The humble vanilla bean / pod
The vanilla bean in magnificent it its dark dreary half shrivelled disguise of a pod nestling its tiny seeds away from prying eyes. The pod looks like something you would throw out in disgust after finding it hidden beneath your fridge not an aromatic flavouring to add depth and flavour to your golden cakes. When the vanilla bean has served it’s purpose it can live on and make a delicious vanilla sugar that you normally find in quality baking shops or gourmet restaurants. Of course they charge a fortune for it in the shops and yet you can make this in a blink of any eye. It also gives you advantage when people ask you how you make your cakes so tasty you can say
“I always use a gourmet vanilla sugar”
This will produce a look of awe from your friends and perhaps a scattering of understanding nodding even though they may not know what it is; it sounds impressive. If you are lucky most will not dare to ask what vanilla sugar is for not wanting to look dumb. For those that do – there is no harm in sharing your secret if you wish.
Homemade Vanilla Sugar = You are a Baking Queen
All you need to do is:
1 x air tight storage jar (Kilner are good)
1 x vanilla pod / bean emptied of seeds (after being added to your cakes)
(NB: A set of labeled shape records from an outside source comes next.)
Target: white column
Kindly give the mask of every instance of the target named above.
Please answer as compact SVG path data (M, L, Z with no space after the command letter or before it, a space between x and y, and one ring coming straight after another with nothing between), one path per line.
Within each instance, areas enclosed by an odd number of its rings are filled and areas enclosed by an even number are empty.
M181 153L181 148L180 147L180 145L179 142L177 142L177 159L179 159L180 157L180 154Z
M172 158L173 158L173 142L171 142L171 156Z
Cut the vanilla bean / pod into several pieces – not too small that you forget to fish them out when you bake with the sugar – it’s not good to chomp on one of these pods as they do not taste nice raw. Add your used pods to a storage jar / airtight container. Pour caster sugar over the top – I use golden caster sugar for my vanilla cakes as it make them taste smoother and more like a vanilla ice cream and gives your cake the slight twist in flavour to a normal victoria sponge for example. Place the vanilla sugar wannabee mixture in a dark cupboard ( the baking one is a good idea so you don’t forget where you put it!)
After a few days or as long as you want, the flavour will intensify the longer you leave it. Use it in reciepes that call for vanilla extract and sugar such as cakes, creme brulee etc. Why not have a teaspoon in your coffee – because your worth it and you can!
Look at the choc & toffee cookie recipe or toffee fudge meringue to see where I have used this wonderful sugar.
Next on my list will be making some vanilla extract as I want high quality and low price = win win!